03-02, 15:30–16:00 (UTC), Gather Town
As Playwright battles for the hearts and minds of Selenium die-hards, we made the decision to see what Playwright could do. Follow along as we make the switch from a Selenium Library-based set of tests to Browser Library. Some aspects were seamless while others have proven to be far less so. And finally, what DID we get? Stop by and find out!
"Selenium Library has long been the go-to tool for automating web testing in Robot Framework. With the growth of Playwright as a competing tool, Browser Library, a Robot Framework library built on Playwright, has emerged as an alternative. Browser Library has been heralded as the faster-better-cheaper alternative and we wanted to see if that was true AND how hard it would be to get those benefits.
What we found is that Browser Library isn't a drop-in replacement. I will go over both the simple and the complex aspects of this conversion.
We worked with the limitation of keeping our tests functioning with Selenium while being able to simply use a command line parameter to select the Browser Library.
We did have the benefit of an extensive set of abstraction layers that reduced the direct usage of Selenium Library calls at the test and high-level keyword levels.
- Browser Library supports a subset of the Selenium locator/selector strategies (and fortunately, we used few to none of the non-supported implementations in our original Selenium, hence this was “easy”)
- Interacting with Iframes in Selenium is significantly different than Browser Library but making that work in Browser Library, simply required adding the iframe selector to the front of the locator.
- For every Selenium Library keyword, we found very straightforward Browser Library equivalents.
- To support both libraries, direct calls to either library needs to be hidden in an abstraction layer utilized by the tests proper.
- Iframe interactions seem to be more stable out-of-the-box with Selenium Library.
- Existing use of other libraries that depend on Selenium will require our own implementations or convincing those teams to also support Playwright.
- We had extended some Selenium keywords which was implemented in Python. Browser Library extensions requires a working knowledge of NodeJS.
What did we find?
- SPEED! Over a small set of 60 smoke tests, we have seen a reduction of nearly 50% of our execution time with Browser Library.
- The current activity on the Browser Library seems to be more robust than the Selenium Library and the Slack channel support has been excellent.

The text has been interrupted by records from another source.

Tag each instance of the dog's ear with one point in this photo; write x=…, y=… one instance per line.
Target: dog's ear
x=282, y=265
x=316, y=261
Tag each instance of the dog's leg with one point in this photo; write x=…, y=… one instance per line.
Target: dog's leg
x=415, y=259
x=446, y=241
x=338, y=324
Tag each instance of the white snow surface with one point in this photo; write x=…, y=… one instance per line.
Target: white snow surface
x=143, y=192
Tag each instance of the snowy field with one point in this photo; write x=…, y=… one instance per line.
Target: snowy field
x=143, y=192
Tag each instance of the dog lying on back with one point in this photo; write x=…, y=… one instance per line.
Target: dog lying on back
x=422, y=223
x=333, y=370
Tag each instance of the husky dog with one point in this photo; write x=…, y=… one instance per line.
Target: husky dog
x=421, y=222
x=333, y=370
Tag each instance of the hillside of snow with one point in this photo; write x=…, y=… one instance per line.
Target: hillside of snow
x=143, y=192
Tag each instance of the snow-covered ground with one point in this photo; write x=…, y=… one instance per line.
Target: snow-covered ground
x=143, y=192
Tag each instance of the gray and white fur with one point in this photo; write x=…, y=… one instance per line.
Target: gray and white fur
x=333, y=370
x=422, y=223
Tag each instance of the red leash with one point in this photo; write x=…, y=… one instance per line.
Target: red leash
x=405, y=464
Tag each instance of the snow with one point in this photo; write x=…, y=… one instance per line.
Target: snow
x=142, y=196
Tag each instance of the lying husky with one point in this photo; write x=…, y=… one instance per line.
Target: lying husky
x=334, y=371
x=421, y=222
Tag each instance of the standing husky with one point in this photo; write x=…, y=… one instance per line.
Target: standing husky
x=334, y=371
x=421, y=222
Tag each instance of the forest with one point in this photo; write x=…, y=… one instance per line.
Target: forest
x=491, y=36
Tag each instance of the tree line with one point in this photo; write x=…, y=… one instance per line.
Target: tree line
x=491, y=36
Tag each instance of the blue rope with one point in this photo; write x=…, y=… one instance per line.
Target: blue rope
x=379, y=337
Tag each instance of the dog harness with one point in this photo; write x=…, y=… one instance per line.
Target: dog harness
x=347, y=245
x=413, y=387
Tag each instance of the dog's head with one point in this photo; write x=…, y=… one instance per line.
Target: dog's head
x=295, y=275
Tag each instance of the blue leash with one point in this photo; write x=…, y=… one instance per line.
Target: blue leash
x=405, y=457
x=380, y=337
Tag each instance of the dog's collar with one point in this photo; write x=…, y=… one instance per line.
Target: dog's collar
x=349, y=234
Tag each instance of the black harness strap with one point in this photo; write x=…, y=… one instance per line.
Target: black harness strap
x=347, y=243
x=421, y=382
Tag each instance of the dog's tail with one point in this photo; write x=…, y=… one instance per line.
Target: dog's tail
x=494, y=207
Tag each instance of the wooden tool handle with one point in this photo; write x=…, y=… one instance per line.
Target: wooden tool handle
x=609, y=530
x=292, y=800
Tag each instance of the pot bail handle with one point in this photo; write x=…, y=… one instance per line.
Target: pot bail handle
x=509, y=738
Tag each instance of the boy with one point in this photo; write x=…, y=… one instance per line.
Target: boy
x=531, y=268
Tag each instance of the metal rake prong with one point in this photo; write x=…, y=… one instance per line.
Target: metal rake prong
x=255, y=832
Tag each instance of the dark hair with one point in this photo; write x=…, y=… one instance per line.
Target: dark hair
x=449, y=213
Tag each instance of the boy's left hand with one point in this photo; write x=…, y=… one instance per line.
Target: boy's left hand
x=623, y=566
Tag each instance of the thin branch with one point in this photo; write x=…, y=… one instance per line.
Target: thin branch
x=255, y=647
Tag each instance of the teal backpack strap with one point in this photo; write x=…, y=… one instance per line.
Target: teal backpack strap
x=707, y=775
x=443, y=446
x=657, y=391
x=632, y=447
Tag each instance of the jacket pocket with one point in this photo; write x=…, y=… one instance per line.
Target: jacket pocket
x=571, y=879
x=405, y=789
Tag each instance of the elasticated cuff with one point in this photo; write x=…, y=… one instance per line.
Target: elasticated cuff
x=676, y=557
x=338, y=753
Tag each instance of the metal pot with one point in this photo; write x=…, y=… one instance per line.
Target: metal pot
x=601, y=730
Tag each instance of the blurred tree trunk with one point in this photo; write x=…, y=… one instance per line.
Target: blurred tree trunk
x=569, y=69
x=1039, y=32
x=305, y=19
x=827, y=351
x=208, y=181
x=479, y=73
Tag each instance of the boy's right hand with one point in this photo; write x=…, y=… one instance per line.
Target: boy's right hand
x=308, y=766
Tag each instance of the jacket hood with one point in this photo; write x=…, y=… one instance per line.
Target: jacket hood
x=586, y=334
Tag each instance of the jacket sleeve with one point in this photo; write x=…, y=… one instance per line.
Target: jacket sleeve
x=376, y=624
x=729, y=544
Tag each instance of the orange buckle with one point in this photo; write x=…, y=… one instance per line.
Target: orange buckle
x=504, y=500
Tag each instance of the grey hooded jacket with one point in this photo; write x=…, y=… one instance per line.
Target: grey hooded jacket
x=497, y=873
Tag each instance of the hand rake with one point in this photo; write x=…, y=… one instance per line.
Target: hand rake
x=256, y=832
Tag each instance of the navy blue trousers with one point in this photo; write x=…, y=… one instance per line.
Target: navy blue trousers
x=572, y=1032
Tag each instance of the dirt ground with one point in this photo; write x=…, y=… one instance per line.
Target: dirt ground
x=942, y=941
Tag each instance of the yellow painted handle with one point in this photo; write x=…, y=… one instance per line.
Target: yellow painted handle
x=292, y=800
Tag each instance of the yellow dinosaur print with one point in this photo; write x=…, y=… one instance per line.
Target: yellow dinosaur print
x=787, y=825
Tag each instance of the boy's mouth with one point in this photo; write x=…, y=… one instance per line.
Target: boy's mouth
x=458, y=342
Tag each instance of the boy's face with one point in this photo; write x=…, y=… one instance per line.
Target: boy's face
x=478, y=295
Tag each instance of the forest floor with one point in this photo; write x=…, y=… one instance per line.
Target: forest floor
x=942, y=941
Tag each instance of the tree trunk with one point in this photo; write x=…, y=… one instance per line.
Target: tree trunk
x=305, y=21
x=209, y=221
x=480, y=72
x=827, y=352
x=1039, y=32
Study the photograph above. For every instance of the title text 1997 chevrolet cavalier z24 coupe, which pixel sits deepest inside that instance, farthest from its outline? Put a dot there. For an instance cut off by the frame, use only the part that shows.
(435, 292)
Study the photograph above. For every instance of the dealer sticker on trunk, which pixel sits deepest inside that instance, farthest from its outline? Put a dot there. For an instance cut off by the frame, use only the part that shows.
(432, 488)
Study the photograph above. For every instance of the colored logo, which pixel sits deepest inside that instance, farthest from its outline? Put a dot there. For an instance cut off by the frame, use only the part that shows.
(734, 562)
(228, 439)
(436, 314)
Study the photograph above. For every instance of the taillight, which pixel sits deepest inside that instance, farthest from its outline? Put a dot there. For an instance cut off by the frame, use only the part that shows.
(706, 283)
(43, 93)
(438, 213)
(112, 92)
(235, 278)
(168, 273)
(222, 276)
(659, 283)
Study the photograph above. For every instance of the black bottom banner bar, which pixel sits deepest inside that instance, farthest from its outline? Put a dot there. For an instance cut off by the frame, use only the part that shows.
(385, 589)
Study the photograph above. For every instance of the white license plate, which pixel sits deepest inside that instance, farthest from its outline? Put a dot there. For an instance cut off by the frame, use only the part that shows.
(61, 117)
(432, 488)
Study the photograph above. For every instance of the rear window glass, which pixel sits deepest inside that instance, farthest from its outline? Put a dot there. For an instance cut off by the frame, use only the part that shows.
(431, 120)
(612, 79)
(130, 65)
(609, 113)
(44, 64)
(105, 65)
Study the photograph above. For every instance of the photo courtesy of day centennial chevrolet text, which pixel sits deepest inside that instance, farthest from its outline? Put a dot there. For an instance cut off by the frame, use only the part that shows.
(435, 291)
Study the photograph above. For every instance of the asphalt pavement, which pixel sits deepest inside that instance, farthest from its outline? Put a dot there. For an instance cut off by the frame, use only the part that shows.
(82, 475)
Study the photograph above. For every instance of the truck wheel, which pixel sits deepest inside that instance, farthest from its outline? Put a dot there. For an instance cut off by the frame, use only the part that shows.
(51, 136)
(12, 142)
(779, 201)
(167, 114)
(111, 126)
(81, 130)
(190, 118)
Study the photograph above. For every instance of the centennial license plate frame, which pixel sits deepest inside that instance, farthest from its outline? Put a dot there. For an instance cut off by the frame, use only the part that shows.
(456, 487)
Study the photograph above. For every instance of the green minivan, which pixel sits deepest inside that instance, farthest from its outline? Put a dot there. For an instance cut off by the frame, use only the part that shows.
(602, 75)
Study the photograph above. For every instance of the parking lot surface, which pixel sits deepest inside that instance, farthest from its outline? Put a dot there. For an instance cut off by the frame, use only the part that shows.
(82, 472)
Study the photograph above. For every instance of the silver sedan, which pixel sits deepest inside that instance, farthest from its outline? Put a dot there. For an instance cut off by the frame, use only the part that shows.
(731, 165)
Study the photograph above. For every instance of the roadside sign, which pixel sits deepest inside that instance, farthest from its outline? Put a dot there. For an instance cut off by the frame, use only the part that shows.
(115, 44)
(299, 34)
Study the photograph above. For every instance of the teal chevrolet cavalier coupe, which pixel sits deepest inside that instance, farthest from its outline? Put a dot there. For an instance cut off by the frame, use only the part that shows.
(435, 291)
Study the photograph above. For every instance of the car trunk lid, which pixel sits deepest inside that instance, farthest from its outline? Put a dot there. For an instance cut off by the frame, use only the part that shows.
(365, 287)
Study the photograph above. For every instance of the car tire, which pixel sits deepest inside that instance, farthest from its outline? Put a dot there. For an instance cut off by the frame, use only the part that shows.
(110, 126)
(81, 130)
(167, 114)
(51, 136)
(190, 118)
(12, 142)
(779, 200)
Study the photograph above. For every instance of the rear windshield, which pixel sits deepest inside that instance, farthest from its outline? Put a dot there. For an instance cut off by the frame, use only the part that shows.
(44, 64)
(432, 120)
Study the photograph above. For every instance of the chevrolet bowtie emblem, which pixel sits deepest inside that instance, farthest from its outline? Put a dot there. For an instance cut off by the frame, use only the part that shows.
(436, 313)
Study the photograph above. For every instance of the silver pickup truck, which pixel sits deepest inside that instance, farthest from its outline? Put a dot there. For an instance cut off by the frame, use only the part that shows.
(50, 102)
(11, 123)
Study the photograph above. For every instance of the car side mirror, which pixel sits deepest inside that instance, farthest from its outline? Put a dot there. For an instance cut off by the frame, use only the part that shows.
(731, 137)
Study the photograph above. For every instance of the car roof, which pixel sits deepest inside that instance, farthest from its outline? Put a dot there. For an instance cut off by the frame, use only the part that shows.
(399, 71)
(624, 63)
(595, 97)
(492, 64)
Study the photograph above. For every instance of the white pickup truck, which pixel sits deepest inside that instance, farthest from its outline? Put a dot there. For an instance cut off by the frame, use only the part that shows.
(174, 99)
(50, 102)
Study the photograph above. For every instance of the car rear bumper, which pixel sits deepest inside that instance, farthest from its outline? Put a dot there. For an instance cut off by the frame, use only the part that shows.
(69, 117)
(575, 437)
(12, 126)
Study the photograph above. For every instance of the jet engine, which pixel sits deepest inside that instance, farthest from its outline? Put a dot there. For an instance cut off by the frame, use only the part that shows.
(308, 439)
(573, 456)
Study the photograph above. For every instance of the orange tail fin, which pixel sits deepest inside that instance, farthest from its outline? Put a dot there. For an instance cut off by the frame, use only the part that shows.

- Iframe error reporting in Browser Library is decidedly lacking."
Samuel Tillinghast is a software engineer from Buffalo, NY. He has a BS in Computer Science from Rochester Institute of Technology and has worked at Buffalo Computer Graphics in test automation since 2020. He is a big fan of indie music and will sing along to almost any song from the 80s. He looks forward to meeting people at RoboCon and learning and sharing with everyone else.